Some services used satellite imagery, weather data, powerful big data analytics and machine learning techniques to deliver valuable real-time agricultural insights and forecasts at national and regional levels.
Over 90% of Africa’s agritech market remains untapped and could be worth over $2.2-billion, finds a new report
The CTA said in a statement last week that its Digitalisation of African Agriculture Report 2018-2019 found that in 2018 the market for the digitalisation of agricultural services netted an estimated $143-million — out of a total addressable market of $2.6-billion.
The report found an annual growth of more than 40% for both the number of registered farmers and the number of digital solutions, suggesting the agritech market in Africa is likely to reach the majority of the region’s farmers by 2030.
The report’s findings are drawn from a number of sources.
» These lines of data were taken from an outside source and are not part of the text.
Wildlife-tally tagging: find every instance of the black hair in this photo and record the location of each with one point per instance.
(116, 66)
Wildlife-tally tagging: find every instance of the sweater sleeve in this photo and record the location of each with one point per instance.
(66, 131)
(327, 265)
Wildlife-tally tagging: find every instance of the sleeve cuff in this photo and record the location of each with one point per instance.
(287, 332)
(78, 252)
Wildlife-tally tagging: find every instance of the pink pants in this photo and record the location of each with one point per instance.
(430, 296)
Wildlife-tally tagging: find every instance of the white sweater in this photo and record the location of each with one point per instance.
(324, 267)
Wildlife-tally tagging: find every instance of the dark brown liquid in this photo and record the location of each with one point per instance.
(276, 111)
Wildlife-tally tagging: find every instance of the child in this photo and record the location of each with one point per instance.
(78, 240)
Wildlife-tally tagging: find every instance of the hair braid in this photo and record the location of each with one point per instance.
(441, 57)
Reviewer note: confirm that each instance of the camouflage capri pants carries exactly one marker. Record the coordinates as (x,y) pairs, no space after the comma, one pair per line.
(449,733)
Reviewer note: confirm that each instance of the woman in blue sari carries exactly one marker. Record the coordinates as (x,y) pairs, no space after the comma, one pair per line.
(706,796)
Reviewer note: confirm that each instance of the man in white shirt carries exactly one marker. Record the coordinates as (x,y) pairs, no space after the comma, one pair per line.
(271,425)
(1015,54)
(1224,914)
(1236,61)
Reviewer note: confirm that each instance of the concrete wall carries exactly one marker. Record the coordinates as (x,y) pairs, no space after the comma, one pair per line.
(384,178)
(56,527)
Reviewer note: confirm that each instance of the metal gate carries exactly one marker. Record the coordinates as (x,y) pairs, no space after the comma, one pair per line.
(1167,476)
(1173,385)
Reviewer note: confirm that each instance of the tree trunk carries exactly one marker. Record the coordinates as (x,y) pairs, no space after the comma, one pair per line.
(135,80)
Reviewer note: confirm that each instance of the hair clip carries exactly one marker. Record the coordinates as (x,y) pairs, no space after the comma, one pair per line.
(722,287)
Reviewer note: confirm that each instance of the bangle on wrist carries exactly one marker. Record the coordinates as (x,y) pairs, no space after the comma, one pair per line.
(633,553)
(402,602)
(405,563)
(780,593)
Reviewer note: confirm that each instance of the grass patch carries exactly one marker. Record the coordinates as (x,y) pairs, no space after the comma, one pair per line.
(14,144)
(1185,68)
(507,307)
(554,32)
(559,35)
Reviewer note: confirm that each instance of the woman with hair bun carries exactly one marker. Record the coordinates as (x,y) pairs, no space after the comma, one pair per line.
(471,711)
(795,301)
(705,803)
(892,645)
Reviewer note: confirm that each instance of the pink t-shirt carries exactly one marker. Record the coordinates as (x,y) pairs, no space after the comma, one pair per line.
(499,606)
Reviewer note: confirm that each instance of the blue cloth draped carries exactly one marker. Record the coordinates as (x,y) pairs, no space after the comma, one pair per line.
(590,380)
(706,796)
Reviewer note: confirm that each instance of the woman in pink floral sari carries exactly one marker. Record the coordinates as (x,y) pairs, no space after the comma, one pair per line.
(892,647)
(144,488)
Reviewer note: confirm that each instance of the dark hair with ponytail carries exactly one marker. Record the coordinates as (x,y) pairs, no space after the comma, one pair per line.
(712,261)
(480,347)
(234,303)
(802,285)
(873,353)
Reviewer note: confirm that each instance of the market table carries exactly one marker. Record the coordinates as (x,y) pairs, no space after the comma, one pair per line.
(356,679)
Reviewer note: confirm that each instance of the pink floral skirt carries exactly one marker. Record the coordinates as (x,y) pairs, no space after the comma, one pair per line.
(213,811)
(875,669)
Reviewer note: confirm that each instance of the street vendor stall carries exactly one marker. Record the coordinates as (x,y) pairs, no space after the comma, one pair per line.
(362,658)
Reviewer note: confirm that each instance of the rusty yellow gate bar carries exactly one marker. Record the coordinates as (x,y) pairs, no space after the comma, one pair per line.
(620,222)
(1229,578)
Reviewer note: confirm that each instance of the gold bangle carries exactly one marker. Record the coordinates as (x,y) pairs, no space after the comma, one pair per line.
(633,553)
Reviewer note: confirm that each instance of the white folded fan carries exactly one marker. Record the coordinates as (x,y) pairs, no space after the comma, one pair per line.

These include a survey of 175 agritech enterprises, a database that tracks 390 active agritech solutions in Sub-Saharan Africa (and more than 70 such defunct solutions), interviews with more than 120 agri experts and field visits and studies in Ethiopia, Nigeria, Senegal, Ghana and Rwanda.
CTA director Michael Hailu said digitalisation can be a game-changer in modernising and transforming Africa’s agriculture, attracting young people to farming and allowing farmers to optimise production while also making them more resilient to climate change.
“This report indicates that despite challenges, the economics are rapidly improving, with a handful of players beginning to develop viable, large-scale businesses.
“To reach its full potential, companies will now need to focus on converting customer reach to actual use in order for this type of model to yield returns,” he said.
More than a third of participants in the study said they already used at least one form of advanced technology such as drones, field sensors, big data or machine learning, and almost 60% of respondents said they expected to integrate these types of technologies into their operations in the next three years.
The report’s authors said early figures indicate that farmers that use these solutions, saw improvements in yields ranging from 23% to 73%, and increases of 18% to 37% in incomes.
Models that bundled more than one solution together — so-called “super platforms” which combine digital market linkages, digital finance, and digital advisory service — were associated with yet further improved yields of up to 168%.
“Digitalisation for agriculture has the potential not just to support agricultural transformation in Africa but to do so sustainably and inclusively for Africa’s 250 million smallholder farmers and pastoralists,” Michael Tsan, a partner at Dalberg Advisors, said in the same statement.
The report also highlighted several gaps in the uptake of digitalisation in agriculture, particularly among women, who account for more than 40% of the agricultural labour force yet comprise only a quarter of the registered users of digital services.
Such digital divides and other concerns such as the privacy and safety of farmer data remain potential risks, the authors said.